Link Posted: 9/9/2010 3:29:51 PM EST
[Last Edit: 9/9/2010 3:52:37 PM EST by Him]
What the hell is the paper clip test?
Link Posted: 9/9/2010 3:33:39 PM EST
Go till you see pressure signs or any other case failure. THen get rid of the whole lot. At least thats what I would do.
Link Posted: 9/9/2010 4:28:46 PM EST
If it looks good, use it. All upside, no downside.
Link Posted: 9/9/2010 4:35:13 PM EST
Originally Posted By aramarine6:
Go till you see pressure signs or any other case failure. THen get rid of the whole lot. At least thats what I would do.

When you finally get case faliure, doesn't that damage the gun? Or will you just get a squib round? Or something totally different?
Link Posted: 9/9/2010 4:58:34 PM EST
[Last Edit: 9/9/2010 4:59:16 PM EST by SoDakShooter]
You are most likely going to have a neck split which is no big deal. If you haven't been overworking the brass (which I doubt you have been if you have 8 firings) you shouldn't have to worry about incipient head case seperation which is a big deal. Since they all passed the paper clip test, I'd load them up another time or two then toss them all.
Link Posted: 9/9/2010 5:01:42 PM EST
Link Posted: 9/9/2010 5:09:43 PM EST
Link Posted: 9/9/2010 5:40:39 PM EST
I had a .17 fireball split I opened the bolt and the brass was split in two . It didn't shoot any different. Looking at my brass the other one started to split but stayed together. The contraption below is how I removed the top of the case. I think there were six reloads including once fired as a .223 case.
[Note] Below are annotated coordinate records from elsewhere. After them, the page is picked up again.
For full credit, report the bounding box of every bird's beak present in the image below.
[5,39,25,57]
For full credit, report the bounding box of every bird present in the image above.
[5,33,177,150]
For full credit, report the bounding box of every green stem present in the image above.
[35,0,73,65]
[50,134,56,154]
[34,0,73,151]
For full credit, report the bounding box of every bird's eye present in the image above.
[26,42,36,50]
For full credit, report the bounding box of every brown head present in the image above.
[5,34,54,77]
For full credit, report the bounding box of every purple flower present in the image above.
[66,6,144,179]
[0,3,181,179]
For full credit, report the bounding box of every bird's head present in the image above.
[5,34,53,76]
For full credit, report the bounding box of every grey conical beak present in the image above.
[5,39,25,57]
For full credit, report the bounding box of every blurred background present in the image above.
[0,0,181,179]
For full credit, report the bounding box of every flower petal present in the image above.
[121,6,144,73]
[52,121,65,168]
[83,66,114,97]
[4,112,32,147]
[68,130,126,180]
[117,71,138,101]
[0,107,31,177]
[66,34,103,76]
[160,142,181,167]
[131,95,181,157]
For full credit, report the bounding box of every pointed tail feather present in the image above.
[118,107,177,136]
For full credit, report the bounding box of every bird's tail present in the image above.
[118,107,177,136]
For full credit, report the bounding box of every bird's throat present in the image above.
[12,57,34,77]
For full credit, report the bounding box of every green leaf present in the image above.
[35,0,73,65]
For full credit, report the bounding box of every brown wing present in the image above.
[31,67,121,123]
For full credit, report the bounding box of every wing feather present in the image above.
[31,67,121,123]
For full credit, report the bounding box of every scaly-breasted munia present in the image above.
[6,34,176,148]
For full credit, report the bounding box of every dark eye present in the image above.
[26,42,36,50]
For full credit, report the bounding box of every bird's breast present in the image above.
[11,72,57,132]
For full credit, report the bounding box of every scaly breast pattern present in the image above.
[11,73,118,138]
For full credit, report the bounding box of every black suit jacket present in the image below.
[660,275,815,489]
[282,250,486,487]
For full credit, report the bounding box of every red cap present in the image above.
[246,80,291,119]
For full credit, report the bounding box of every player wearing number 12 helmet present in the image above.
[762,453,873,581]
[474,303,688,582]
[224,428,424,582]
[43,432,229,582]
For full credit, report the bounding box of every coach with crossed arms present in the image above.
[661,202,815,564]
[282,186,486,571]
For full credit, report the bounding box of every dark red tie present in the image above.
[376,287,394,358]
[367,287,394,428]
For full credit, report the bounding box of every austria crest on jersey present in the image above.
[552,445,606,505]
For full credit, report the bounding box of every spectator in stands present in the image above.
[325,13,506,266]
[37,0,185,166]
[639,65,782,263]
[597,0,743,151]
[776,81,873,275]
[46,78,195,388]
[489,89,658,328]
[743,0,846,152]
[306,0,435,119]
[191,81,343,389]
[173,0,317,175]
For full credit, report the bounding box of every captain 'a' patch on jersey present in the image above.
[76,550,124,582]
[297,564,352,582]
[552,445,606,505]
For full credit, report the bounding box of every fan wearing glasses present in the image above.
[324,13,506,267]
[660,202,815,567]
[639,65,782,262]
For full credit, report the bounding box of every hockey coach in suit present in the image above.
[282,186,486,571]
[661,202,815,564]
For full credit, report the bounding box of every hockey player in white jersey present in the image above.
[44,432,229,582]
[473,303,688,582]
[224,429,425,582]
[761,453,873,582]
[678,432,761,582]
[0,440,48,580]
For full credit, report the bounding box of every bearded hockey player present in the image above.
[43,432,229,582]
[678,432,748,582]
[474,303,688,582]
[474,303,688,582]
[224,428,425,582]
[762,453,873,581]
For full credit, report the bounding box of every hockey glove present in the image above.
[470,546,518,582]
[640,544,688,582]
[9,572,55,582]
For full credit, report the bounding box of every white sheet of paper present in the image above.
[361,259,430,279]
Link Posted: 9/9/2010 5:46:51 PM EST
I have 30-06 cases with more than 12 firings. When one splits I figure its a just weakness in that particular casing, which is often the case because the whole lot usually continues for quite a few more firings.
Link Posted: 9/9/2010 5:47:01 PM EST
had guys get 12+ firings out of brass. depends on the brass really. many will just keep going until they show a split.
Link Posted: 9/9/2010 5:55:41 PM EST
You are confirming what I thought. This lot should be good for at least two more cycles. Split necks are not a big deal, but I don't want to have to deal with case head seperations. I hate to throw away fire formed brass if it's still GTG.
Link Posted: 9/9/2010 6:43:00 PM EST
Here are some LC cases that went for 10 reloads and still look good, and these were fired from a M1A, the one on the far left is once fired

Link Posted: 9/10/2010 1:14:29 AM EST
anneal them, full length resize them, then do the paper clip test again and reload them some more
Link Posted: 9/11/2010 12:14:22 PM EST
I would respectfully disagree that case head separations (CHS) are a big deal. I find that they are a product of the gun, either it has CHS as a common failure mode, or it doesn't. I only have one rifle, a Savage 99, that suffers CHS, and I have had maybe half a dozen cases fail this way in that gun. It was completely uneventful each time, and I never realized there was a problem until I saw the case. I have never had a CHS in any rifle other than the Savage.

The only case failures that are a big deal are case head failures, which don't seem to be caused by use, but rather defective cases. I have never seen one of those.